Aku sembuh dengan cara ini. Menulis sajak penuh drama ketika aku terluka, lalu akan mengarsipkannya saat luka itu sembuh sembari tertawa : KONYOL. Tapi, apa kamu hanya ingin aku arsip? Apa kamu tak ingin minum secangkir kopi di pagi hari bersamaku? Berbagi renca dan cerita? Menjadi orang pertama yang aku lihat saat aku bangun dan menjadi orang terakhir yang aku lihat sebelum aku terlelap tidur. Aku ingin menyeduhkan secangkir kopi pagi untukmu, memasakan makanan favoritmu, menyiapkan baju kerjamu dan memelukmu saat kau lelah.

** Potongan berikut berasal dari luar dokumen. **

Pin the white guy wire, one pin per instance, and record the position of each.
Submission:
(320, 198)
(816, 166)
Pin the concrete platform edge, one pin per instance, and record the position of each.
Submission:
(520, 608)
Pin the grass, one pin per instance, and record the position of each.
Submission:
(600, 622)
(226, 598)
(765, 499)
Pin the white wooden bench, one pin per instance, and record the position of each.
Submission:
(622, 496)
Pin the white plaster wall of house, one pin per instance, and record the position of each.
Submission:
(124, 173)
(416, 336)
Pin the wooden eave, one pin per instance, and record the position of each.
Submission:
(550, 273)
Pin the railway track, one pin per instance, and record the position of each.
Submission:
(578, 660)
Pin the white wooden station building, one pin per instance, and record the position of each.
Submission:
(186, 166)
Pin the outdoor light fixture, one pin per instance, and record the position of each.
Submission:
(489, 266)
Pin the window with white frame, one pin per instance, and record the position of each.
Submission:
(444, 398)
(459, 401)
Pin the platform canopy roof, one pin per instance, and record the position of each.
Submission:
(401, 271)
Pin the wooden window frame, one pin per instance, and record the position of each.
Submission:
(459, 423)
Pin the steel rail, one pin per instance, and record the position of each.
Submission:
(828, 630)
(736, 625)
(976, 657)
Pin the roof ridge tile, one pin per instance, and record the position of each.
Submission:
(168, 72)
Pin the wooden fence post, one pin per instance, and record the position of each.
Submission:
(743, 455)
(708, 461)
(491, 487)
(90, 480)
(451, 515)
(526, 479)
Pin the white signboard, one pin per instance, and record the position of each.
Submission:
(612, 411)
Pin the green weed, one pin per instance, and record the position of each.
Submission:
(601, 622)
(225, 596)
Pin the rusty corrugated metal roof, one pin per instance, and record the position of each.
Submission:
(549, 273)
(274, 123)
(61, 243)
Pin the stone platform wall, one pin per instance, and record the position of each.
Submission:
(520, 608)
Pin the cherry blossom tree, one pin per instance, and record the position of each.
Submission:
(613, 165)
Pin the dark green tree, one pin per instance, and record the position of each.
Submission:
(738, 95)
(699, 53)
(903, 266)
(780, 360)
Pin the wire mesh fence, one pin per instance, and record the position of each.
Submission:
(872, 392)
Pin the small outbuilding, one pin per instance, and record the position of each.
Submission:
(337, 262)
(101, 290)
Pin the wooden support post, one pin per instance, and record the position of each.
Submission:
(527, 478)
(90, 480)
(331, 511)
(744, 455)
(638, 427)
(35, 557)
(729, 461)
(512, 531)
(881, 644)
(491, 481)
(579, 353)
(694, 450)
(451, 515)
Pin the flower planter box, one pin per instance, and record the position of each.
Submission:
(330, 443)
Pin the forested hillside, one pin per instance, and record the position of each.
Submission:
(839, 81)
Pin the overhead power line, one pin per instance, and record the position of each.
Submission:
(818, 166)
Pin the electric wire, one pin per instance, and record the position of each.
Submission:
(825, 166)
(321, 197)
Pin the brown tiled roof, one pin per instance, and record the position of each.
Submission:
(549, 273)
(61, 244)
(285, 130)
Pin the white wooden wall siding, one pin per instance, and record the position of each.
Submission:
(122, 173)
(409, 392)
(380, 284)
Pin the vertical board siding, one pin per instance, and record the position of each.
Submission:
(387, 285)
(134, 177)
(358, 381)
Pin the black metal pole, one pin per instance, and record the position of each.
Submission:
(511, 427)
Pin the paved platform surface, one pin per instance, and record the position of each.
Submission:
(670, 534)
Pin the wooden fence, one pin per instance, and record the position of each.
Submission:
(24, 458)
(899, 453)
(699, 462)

Aku ingin menjadi apapun yang kau butuhkan tanpa menuntut kau melakukan hal yang sama. Tapi, egomu. Kau terlalu mustahil untuk aku dekap lebih lama. Entah apa yang ada di dalam kepala indahmu itu. Aku selalu kagum dengan cerita-cerita dan candaanmu. Suka dengan selera humormu. Aku juga suka dengan perutmu yang semakin membuncit, dengan tanganmu yang posesif. Andai jarak lebih bersahabat. Andai waktu lebih damai, akankah aku masih memilihmu untuk ku perjuangkan?
Sedang jujur saja, aku sadar, saat aku sedih akan selalu ada orang-orang yang menghiburku. Ada pundak yang bisa ku sandari. Ada tangan yang selalu mendekapku saat aku menahan semuanya sembari berbisik : menangislah, wajar sesekali kau menjadi ‘wanita’. Atau : hei! kamu terlalu berharga untuk menangisi lelaki itu, tidakah kau sadar?
Luar biasanya, dibalik pandangan ku tentang kamu yang luar biasa mampu membuatku gelisah, ada orang-orang yang selalu pasang badan untuk menampung keluhku.